You can also report employee fraud to Action Fraud; this is the UK’s centre for the reporting of fraud and cybercrime and is delivered jointly by City of London Police and the National Fraud Intelligence Bureau who undertake investigation into fraud reported. Action Fraud can be accessed via www.actionfraud.police.uk and accepts reports of fraud from victims, businesses, and witnesses alike. There are options within the online reporting tool to make Action Fraud aware of corporate employee fraud, procurement fraud or the specific act of retaining a payment that has been made in error. 

You may initially want to go straight to the source of the concern and speak to the perpetrator to make them aware that you are alerted to their behaviours and, in doing so, prevent further fraud occurring. This can be a helpful action in some situations, especially lower key fraud such as abuse of flexible working arrangements, misuse of company time or resources such as computers or submitting moderately inflated expense claims. A conversation to remind the employee of expectations and consequences regarding these matters can often be enough to put them back on the right track and prevent the issue developing further. 

However, approaching the employee directly and making them aware that you have detected their behaviour can also have negative outcomes such as causing them to become more covert and secretive, preventing you from gaining increased evidence of the fraud and therefore having the option to take more robust action in the future. If you are incorrect in your accusation or do not have adequate evidence, the employee could also have justification for legal challenge themselves, placing the business at risk of other harm.

The above methods of addressing or reporting fraud are useful if you have reasonable grounds to think that fraud has been committed and at least some form of evidence to substantiate this. The majority of employee fraud, however, is a little more complex and difficult to evidence, meaning that it will be more challenging to address and resolve. You may not even be sure that fraud has taken place but have a persistent suspicion or gut feeling that something is going on. You may be worried that you could be wrong and that taking the direct action of officially reporting this will do harm to working relationships or the business itself if your suspicions transpire to be unfounded. 

In situations where there is not clear evidence and confirmation that fraud has been committed, or who is the perpetrator, it is wise to gather further information and understanding and strengthen your position before taking direct or formal action that will be difficult to reverse once wheels are in motion. 

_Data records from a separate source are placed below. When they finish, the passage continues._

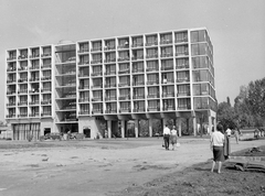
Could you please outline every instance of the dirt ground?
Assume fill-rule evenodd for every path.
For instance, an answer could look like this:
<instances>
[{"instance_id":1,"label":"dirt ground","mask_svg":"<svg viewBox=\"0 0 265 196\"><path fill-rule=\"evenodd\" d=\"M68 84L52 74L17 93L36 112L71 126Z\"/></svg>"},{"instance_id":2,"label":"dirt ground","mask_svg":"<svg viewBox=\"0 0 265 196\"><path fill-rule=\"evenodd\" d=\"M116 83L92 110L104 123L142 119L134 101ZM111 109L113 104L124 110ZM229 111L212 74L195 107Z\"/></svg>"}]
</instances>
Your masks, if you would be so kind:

It may be that you want to attempt to build your evidence of the fraud and undertake investigation yourself; you can gain clarity over your suspicions with a little deeper digging into records and accounts, cautiously speaking to colleagues and customers to see if this provides any further indicators or information about the concern and close observation of the suspected individual and heightened monitoring. The use of surveillance equipment such as CCTV can also be of use to information or evidence gathering. 

If, however, you don’t feel comfortable or equipped to undertake your own investigation or you simply don’t have the time, or if you are worried that you will be unable to achieve the quality of evidence required to effectively address the problem it is wise to recruit the services of a professional in this field; Corporate investigation agencies are the experts in corporate investigation and the evidencing of employee fraud.

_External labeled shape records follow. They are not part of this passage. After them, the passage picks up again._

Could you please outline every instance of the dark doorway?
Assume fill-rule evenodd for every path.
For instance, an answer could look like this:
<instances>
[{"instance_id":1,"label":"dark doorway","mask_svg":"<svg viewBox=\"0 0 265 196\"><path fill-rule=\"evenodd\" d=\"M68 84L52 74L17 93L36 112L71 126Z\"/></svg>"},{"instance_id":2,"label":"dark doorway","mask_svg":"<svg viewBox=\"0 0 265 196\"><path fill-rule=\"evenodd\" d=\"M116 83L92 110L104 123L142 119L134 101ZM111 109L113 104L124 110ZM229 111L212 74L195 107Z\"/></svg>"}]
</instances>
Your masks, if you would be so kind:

A private investigator will have the skills, knowledge and resources as well as the understanding of legal frameworks to undertake a thorough investigation into the fraudulent activity in a legitimate manner and produce robust and irrefutable evidence of any wrongdoing occurring, allowing you to tackle or report the fraud without any fear of recrimination.

They also work quickly and efficiently, meaning that your business can benefit from the shortest timescales between detecting the fraud and taking decisive action to stop it. Hiring a private investigator is the guaranteed way to protect your business and manage employee fraud.